A recent essay in The New England Journal of Medicine was titled “Heart and Sole — Of Metatarsals, Meaning and Medicine.” I had to read it.
It’s not often you come across a reflection on metatarsal fractures, though they are common. I had just recovered from breaking my fifth metatarsal, the slender bone on the outside edge of the foot, so I was curious.
The author, Dr. Lisa Rosenbaum, a cardiologist at Brigham and Women’s Hospital, broke a fifth metatarsal while walking in Central Park. “My ankle rolled out of my shoe,” she wrote.
I broke mine running on a debris-strewn path before dawn. I stepped on something — a rock? a branch? — and violently twisted my foot.
We both felt an intense, stabbing pain. But there Dr. Rosenbaum’s path and mine diverged.
She was told she had a Jones fracture, a famously difficult break. She was handed a boot and crutches. She asked if she could swim, explaining “that my mental health depends on exercise.”
No, she was told: “You have a notoriously slow-healing fracture.”
When I injured my foot, I phoned an orthopedist, Dr. Justin Greisberg at Columbia University Medical Center, who suggested an X-ray. He called afterward to tell me what I had broken.
The fifth metatarsal is a very common fracture, he said, and mine was not very serious. I should use crutches as needed but could do pretty much anything I wanted to do.
Exercise? Yes. The elliptical machine? Yes.
I knew some things, like running, would be too excruciating to contemplate. But within a week, I had gone from using crutches occasionally to not using them at all. I was exercising on an arc trainer at the gym. A week later, I was back on the elliptical.
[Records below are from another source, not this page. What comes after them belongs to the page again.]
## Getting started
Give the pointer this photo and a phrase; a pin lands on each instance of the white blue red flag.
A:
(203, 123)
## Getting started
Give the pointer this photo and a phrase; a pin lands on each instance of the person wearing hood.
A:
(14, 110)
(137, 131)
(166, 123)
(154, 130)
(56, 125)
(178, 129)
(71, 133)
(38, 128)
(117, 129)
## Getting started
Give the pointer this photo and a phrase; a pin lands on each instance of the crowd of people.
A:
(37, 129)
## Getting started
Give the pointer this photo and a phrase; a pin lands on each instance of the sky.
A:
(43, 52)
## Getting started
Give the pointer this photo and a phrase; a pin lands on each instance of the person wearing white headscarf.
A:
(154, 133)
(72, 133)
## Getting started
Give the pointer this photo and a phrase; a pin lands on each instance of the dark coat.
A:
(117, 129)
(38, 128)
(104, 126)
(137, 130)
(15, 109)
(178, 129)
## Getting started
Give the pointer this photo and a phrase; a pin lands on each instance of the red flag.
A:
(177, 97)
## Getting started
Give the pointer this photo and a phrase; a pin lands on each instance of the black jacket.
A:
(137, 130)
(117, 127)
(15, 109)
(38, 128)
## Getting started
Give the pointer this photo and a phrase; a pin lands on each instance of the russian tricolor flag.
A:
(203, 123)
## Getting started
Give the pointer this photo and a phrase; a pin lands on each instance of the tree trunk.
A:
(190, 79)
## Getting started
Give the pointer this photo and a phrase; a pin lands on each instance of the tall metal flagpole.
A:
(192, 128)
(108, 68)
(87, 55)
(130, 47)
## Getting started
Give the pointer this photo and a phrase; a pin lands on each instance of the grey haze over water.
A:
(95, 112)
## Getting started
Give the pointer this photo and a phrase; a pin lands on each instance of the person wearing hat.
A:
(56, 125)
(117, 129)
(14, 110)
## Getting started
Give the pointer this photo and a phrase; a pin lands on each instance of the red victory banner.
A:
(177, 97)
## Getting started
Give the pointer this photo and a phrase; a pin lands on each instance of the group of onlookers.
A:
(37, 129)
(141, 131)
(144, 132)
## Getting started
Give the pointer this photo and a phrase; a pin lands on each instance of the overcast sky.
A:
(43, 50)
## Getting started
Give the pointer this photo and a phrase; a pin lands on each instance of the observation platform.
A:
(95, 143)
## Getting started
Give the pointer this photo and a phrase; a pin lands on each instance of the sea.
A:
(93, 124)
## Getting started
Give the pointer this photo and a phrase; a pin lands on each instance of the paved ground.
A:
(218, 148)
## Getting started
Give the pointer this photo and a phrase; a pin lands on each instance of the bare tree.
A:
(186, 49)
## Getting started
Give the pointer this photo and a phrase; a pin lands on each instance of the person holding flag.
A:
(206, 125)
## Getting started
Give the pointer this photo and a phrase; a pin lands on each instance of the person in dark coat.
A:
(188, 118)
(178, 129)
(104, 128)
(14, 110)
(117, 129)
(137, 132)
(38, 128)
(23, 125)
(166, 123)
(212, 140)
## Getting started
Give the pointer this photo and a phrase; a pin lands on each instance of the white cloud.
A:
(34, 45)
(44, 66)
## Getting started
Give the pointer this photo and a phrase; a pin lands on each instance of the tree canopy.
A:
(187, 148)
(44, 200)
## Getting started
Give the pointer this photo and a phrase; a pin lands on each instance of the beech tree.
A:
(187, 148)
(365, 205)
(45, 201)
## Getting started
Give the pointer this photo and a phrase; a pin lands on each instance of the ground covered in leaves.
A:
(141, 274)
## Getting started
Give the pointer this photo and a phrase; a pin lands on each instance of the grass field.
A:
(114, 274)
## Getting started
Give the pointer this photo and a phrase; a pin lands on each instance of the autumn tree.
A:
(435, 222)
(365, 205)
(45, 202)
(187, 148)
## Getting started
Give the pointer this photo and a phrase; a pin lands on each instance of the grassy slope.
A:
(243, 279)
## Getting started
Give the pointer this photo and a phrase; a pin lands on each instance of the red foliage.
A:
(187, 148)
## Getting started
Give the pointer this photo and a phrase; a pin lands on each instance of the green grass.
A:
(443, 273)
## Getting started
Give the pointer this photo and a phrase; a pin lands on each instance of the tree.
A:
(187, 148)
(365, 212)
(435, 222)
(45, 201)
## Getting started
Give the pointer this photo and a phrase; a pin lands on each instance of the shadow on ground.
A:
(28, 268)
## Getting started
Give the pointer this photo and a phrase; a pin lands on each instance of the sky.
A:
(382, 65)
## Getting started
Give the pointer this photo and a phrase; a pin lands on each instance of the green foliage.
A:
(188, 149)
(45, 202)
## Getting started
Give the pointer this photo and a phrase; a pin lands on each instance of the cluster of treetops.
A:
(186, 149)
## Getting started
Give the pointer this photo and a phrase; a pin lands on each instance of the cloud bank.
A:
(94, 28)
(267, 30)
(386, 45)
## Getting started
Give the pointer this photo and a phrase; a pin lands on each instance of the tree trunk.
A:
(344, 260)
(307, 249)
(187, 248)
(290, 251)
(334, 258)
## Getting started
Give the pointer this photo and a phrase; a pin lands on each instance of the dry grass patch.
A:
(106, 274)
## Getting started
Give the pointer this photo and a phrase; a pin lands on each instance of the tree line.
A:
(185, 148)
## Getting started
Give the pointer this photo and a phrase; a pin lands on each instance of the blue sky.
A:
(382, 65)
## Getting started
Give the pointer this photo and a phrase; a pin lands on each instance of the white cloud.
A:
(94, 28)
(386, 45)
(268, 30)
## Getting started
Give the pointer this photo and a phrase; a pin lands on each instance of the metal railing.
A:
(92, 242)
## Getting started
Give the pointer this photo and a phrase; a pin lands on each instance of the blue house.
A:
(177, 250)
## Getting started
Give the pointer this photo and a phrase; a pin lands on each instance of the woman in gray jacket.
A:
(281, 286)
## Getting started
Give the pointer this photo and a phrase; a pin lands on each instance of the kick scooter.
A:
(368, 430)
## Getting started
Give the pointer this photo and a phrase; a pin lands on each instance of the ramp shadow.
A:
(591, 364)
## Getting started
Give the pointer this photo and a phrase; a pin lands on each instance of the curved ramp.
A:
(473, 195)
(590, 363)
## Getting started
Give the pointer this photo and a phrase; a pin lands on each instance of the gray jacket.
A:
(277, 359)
I had another X-ray a month later. Dr. Greisberg told me I could start running again, as much as was comfortable. So I did. And soon I forgot about the injury altogether.
How did Dr. Rosenbaum fare? She hobbled around on crutches and used a scooter, propping up her leg on a seat. After a while, she broke the fifth metatarsal in her uninjured foot, too, because she was constantly putting her weight on it.
I asked my doctor about the discrepancies in our treatments. There are a variety of metatarsal fractures, he told me.
Most are easy ones, like mine, that don’t require anything except patience. A few rare ones, like the type Dr. Rosenbaum had, need what he called “more cautious care.”
And hers, she said in an email, needed that care. “Mine was a real Jones,” she wrote. It took three months, but now it is healed.
Thing is, some doctors treat all of these fractures conservatively.
“One of the most common second opinions I get in New York City is the fifth metatarsal fracture,” Dr. Greisberg said. “Patients sometimes can’t believe that many of these will heal no matter what they do.”
The key is to properly diagnose the fracture, said Dr. Bruce J. Sangeorzan, an orthopedist at the University of Washington in Seattle and past president of the American Orthopaedic Foot and Ankle Society.
For the unfortunate people who have the rare, difficult to heal fracture, treatment means eight weeks of putting no weight on the foot. Even with that, they may not get better without surgery because the break is in an area that does not get much blood.
But an accurate diagnosis can be elusive, said Dr. J. Turner Vosseller, an orthopedist at Columbia University. The difference between a hard-to-heal fracture of the fifth metatarsal, the so-called Jones fracture, and the more common fracture like mine is less than one centimeter.
“There can be some confusion as to which is which,” Dr. Vosseller said.
Further complicating the issue is that some fractures “straddle the line” between hard and easy to heal, Dr. Vosseller said.
One centimeter: That’s the difference between going about your business and letting the fracture heal — and winding up on crutches, maybe in a cast.
As is generally true in medicine, a second opinion never hurts.